Juvenile peregrine falcons spotted around region after leaving nests
It’s a long road to become the fastest flier on earth with speeds approaching 200 mph in a dive.
But local juvenile peregrine falcons, which are designated as state-threatened, are on their way as two were spotted in the region this week after leaving their nests weeks ago.
That is a good sign because young peregrines have high mortality rates, often falling victim to flight mishaps shortly after they strike out on their own, especially in urban areas.
One was seen on a rock pile at Tree Pittsburgh in Pittsburgh’s Lawrenceville neighborhood, near what is believed to be a new nest at the 62ndf Street Bridge, while another one, looking a little wet, was spied under the Tarentum Bridge.

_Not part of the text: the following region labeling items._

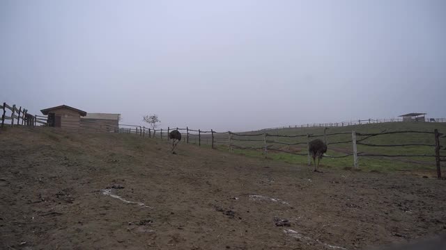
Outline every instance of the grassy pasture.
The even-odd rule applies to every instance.
[[[440,133],[446,134],[446,124],[445,123],[428,123],[428,122],[388,122],[381,124],[369,124],[362,125],[355,125],[344,127],[332,127],[327,131],[328,134],[351,132],[355,131],[357,133],[373,133],[383,131],[417,131],[433,132],[435,128],[438,129]],[[290,128],[275,130],[268,130],[261,131],[253,131],[246,134],[256,134],[259,133],[268,133],[269,135],[305,135],[307,133],[312,135],[323,135],[323,128],[309,127],[309,128]],[[323,139],[323,136],[316,137]],[[360,140],[364,136],[357,136],[357,140]],[[313,140],[316,138],[312,138]],[[252,139],[263,140],[263,136],[252,137],[237,137],[233,136],[233,139]],[[307,142],[306,137],[299,138],[267,138],[269,141],[277,141],[286,143],[298,143]],[[351,142],[330,144],[332,142],[345,142],[351,140],[351,134],[334,135],[327,137],[328,150],[327,154],[332,156],[339,156],[353,152],[353,145]],[[233,144],[243,147],[259,147],[263,145],[263,142],[247,142],[233,140]],[[380,135],[369,138],[362,142],[374,144],[435,144],[433,134],[424,133],[397,133]],[[446,139],[440,138],[441,145],[446,146]],[[293,151],[300,153],[305,153],[307,145],[298,144],[295,146],[288,146],[277,143],[267,143],[268,145],[274,145],[274,148],[279,148],[282,150]],[[263,157],[263,150],[243,150],[236,149],[236,153],[252,157]],[[387,155],[434,155],[434,147],[427,146],[406,146],[397,147],[369,147],[366,145],[357,145],[357,151],[364,153],[374,154],[387,154]],[[446,151],[440,151],[442,156],[446,155]],[[280,160],[289,163],[306,165],[307,156],[296,156],[282,152],[275,152],[268,151],[268,158]],[[353,166],[353,157],[348,156],[341,158],[324,158],[321,165],[327,168],[344,168]],[[435,172],[435,158],[433,157],[370,157],[362,156],[359,158],[359,166],[360,169],[364,171],[378,171],[378,172],[392,172],[392,171],[411,171],[420,172],[423,174],[433,176]]]

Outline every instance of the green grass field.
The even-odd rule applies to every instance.
[[[351,132],[371,133],[382,131],[417,131],[433,132],[437,128],[440,133],[446,134],[445,123],[428,123],[428,122],[388,122],[381,124],[369,124],[355,125],[344,127],[332,127],[327,131],[328,134]],[[256,134],[259,133],[268,133],[269,135],[323,135],[323,128],[291,128],[275,130],[265,130],[253,131],[245,134]],[[357,140],[360,140],[364,136],[357,136]],[[323,136],[316,137],[323,139]],[[327,154],[332,156],[343,156],[353,152],[351,142],[330,144],[330,142],[343,142],[351,140],[351,134],[335,135],[327,137],[329,144]],[[316,138],[312,138],[313,140]],[[263,136],[237,137],[233,136],[232,144],[244,147],[259,147],[263,145],[263,142],[246,142],[236,141],[234,139],[252,139],[263,140]],[[440,145],[446,146],[446,138],[440,138]],[[306,137],[300,138],[279,138],[268,136],[268,140],[283,142],[287,143],[307,142]],[[433,134],[424,133],[397,133],[382,135],[372,137],[364,140],[362,142],[374,144],[435,144]],[[300,144],[288,146],[277,143],[267,143],[273,145],[275,149],[280,149],[287,151],[293,151],[299,153],[306,153],[307,145]],[[220,146],[222,149],[224,146]],[[427,146],[407,146],[397,147],[376,147],[365,145],[357,145],[357,151],[364,153],[387,154],[387,155],[434,155],[434,147]],[[263,150],[245,150],[234,149],[234,152],[252,157],[264,157]],[[441,150],[442,156],[446,155],[446,150]],[[268,158],[274,160],[281,160],[293,164],[306,165],[307,156],[296,156],[282,152],[274,152],[268,151]],[[386,172],[391,171],[410,171],[424,173],[435,176],[435,158],[433,157],[359,157],[359,168],[362,171],[374,171]],[[325,168],[346,168],[351,167],[353,165],[353,156],[341,158],[324,158],[321,161],[321,165]],[[444,165],[443,165],[444,167]]]

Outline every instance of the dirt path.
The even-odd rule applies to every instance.
[[[168,147],[2,133],[0,247],[355,249],[446,232],[445,181]],[[291,226],[276,226],[283,219]]]

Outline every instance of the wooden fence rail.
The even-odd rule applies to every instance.
[[[6,115],[6,112],[10,112],[8,115]],[[1,127],[5,126],[36,126],[36,123],[46,124],[47,117],[31,115],[28,113],[28,110],[19,106],[17,108],[15,104],[12,106],[8,105],[6,102],[3,103],[3,105],[0,105],[0,112],[1,115]],[[40,119],[38,120],[37,117],[40,117]],[[6,120],[10,120],[10,123],[8,124]]]

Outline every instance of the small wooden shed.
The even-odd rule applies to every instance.
[[[401,115],[399,117],[403,117],[403,122],[425,122],[424,115],[426,113],[408,113]]]
[[[120,114],[88,113],[81,117],[81,128],[95,131],[115,132],[119,128]]]
[[[64,128],[79,128],[81,116],[86,115],[86,112],[66,105],[43,109],[40,112],[48,115],[49,126]]]

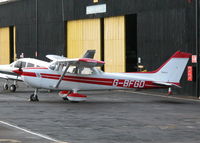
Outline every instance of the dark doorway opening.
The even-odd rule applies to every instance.
[[[137,71],[137,14],[125,16],[126,72]]]
[[[10,63],[14,61],[14,27],[9,27],[10,35]]]

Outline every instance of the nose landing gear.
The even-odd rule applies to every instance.
[[[30,99],[29,99],[30,102],[37,102],[37,101],[39,101],[37,93],[38,93],[38,89],[35,89],[35,92],[30,95]]]

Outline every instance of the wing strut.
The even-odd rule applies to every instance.
[[[63,74],[61,75],[60,79],[58,80],[58,83],[55,85],[55,88],[58,88],[58,86],[60,85],[63,77],[65,76],[65,73],[67,72],[67,69],[69,68],[69,63],[67,63],[65,70],[63,71]]]

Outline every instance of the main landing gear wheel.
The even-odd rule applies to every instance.
[[[36,95],[35,94],[31,94],[30,101],[33,101],[33,102],[39,101],[37,94]]]
[[[7,83],[4,83],[3,89],[4,89],[4,90],[8,90],[8,84],[7,84]]]
[[[10,86],[10,91],[11,91],[11,92],[15,92],[15,91],[16,91],[16,85],[12,84],[12,85]]]

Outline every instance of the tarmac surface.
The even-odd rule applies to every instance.
[[[2,84],[1,84],[2,85]],[[32,88],[0,92],[0,143],[198,143],[200,102],[141,91],[89,91],[71,103]]]

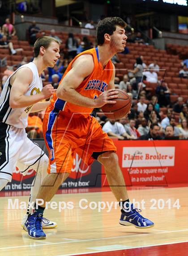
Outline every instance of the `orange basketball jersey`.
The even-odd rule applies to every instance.
[[[60,81],[63,79],[66,74],[71,69],[73,62],[80,56],[90,54],[93,56],[94,67],[92,73],[81,83],[76,90],[82,95],[95,99],[103,92],[106,91],[111,79],[113,73],[113,66],[111,60],[109,60],[103,69],[99,62],[98,49],[97,47],[85,51],[78,54],[69,63],[64,75]],[[92,112],[93,109],[81,107],[58,99],[54,94],[51,101],[51,108],[56,108],[62,111],[65,114],[72,116],[73,113],[76,113],[74,117],[87,117]]]

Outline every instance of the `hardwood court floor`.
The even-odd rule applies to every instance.
[[[188,187],[136,189],[129,191],[128,193],[132,201],[133,198],[138,201],[144,199],[146,209],[141,214],[154,222],[153,228],[140,229],[120,225],[118,207],[117,210],[113,207],[110,212],[107,212],[107,208],[98,212],[98,208],[83,210],[79,206],[79,201],[83,198],[87,199],[87,204],[92,201],[114,201],[111,192],[56,194],[53,201],[72,202],[74,208],[61,212],[51,209],[46,210],[44,216],[58,224],[56,229],[44,230],[46,240],[32,239],[21,229],[21,219],[25,210],[8,210],[9,198],[26,202],[27,196],[0,198],[0,255],[63,256],[96,252],[101,256],[188,255],[185,246],[188,240]],[[154,202],[150,202],[152,198],[157,200],[154,206],[157,207],[156,209],[150,209]],[[177,199],[179,199],[179,209],[173,207]],[[171,209],[168,209],[170,200],[166,203],[168,199],[171,200]],[[162,209],[158,209],[158,202]],[[83,206],[86,204],[83,202]],[[169,247],[168,245],[171,244]],[[166,247],[171,250],[171,254],[161,254],[159,248]],[[150,248],[153,252],[148,254]],[[143,248],[145,251],[142,254]]]

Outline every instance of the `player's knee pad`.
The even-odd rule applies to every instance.
[[[3,189],[3,188],[4,188],[8,182],[9,180],[7,180],[0,178],[0,191]]]

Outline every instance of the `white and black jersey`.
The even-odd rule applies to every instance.
[[[17,128],[26,128],[27,126],[28,115],[32,108],[28,106],[26,108],[11,108],[9,105],[10,93],[11,85],[10,78],[18,69],[24,67],[29,67],[33,72],[33,80],[29,86],[26,96],[30,96],[40,93],[43,89],[43,82],[36,65],[33,62],[23,65],[18,68],[10,76],[6,81],[0,97],[0,122],[13,126]],[[19,86],[19,85],[17,85]]]
[[[30,96],[39,93],[43,84],[36,66],[30,62],[19,68],[24,67],[30,68],[33,74],[32,82],[24,95]],[[36,171],[44,169],[46,171],[48,159],[41,148],[28,138],[26,132],[25,128],[27,126],[32,106],[21,108],[11,108],[10,107],[10,77],[5,83],[0,98],[0,179],[10,182],[16,166],[23,175],[32,168]]]

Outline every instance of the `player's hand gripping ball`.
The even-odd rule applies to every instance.
[[[102,109],[105,115],[111,119],[119,119],[127,116],[131,108],[131,100],[126,92],[120,89],[115,89],[119,92],[118,97],[113,99],[116,102],[114,104],[105,104]]]

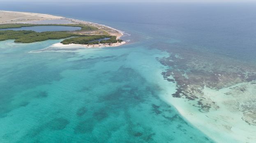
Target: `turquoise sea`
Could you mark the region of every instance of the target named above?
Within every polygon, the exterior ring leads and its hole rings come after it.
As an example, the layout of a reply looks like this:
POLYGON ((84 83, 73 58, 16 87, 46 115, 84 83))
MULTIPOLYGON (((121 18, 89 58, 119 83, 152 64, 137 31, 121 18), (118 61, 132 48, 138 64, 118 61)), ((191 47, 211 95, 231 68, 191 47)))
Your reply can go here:
POLYGON ((104 24, 124 31, 128 44, 31 53, 61 40, 0 41, 1 143, 213 143, 162 98, 161 85, 170 97, 193 100, 184 85, 256 79, 255 5, 55 4, 0 9, 104 24), (229 76, 217 82, 213 73, 229 76))

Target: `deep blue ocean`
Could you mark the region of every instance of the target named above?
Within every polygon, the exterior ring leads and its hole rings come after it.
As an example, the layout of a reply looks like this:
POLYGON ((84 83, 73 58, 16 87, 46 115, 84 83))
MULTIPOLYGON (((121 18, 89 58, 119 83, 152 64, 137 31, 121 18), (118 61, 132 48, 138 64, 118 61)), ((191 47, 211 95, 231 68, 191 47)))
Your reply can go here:
POLYGON ((32 53, 61 40, 0 41, 1 143, 214 142, 161 98, 163 82, 174 92, 179 84, 161 73, 192 59, 205 63, 187 71, 204 75, 225 72, 217 62, 256 67, 255 3, 0 2, 0 9, 102 24, 129 41, 32 53), (169 56, 180 58, 163 64, 169 56))

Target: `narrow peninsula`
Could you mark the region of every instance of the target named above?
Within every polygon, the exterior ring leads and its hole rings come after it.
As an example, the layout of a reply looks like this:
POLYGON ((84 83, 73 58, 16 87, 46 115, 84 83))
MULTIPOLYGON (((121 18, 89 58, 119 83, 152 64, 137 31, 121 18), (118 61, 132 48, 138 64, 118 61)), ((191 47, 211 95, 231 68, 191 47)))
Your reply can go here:
POLYGON ((123 35, 120 30, 95 23, 49 14, 0 11, 0 41, 14 39, 15 42, 29 43, 64 39, 53 46, 61 48, 70 47, 70 46, 100 48, 125 44, 125 42, 120 39, 123 35), (81 29, 74 31, 43 32, 17 30, 23 27, 48 26, 78 27, 81 29))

The Tarentum falcons raised three young this year. Pittsburgh Falconuts, a Facebook group of peregrine aficionados, confirmed the photo of one of those young falcons taken Sunday by Annette Devinney of Monroeville.
Seeing the young falcons almost a month after they have left the nest is “encouraging,” said Kate St. John, the main local monitor of peregrine falcons for the Pennsylvania Game Commission and author of the blog, “Outside My Window.”
The young birds will stay in the vicinity of their nest sites until about the end of July, according to St. John.
Although parents don’t teach their young to fly, they do teach them to hunt. As peregrines catch their prey in midair, St. John explained, “the parents will catch a bird in its talons, fly by their young as if to say, ‘Look, I’ve got something’ and will drop the prey in midair for the kids to catch.”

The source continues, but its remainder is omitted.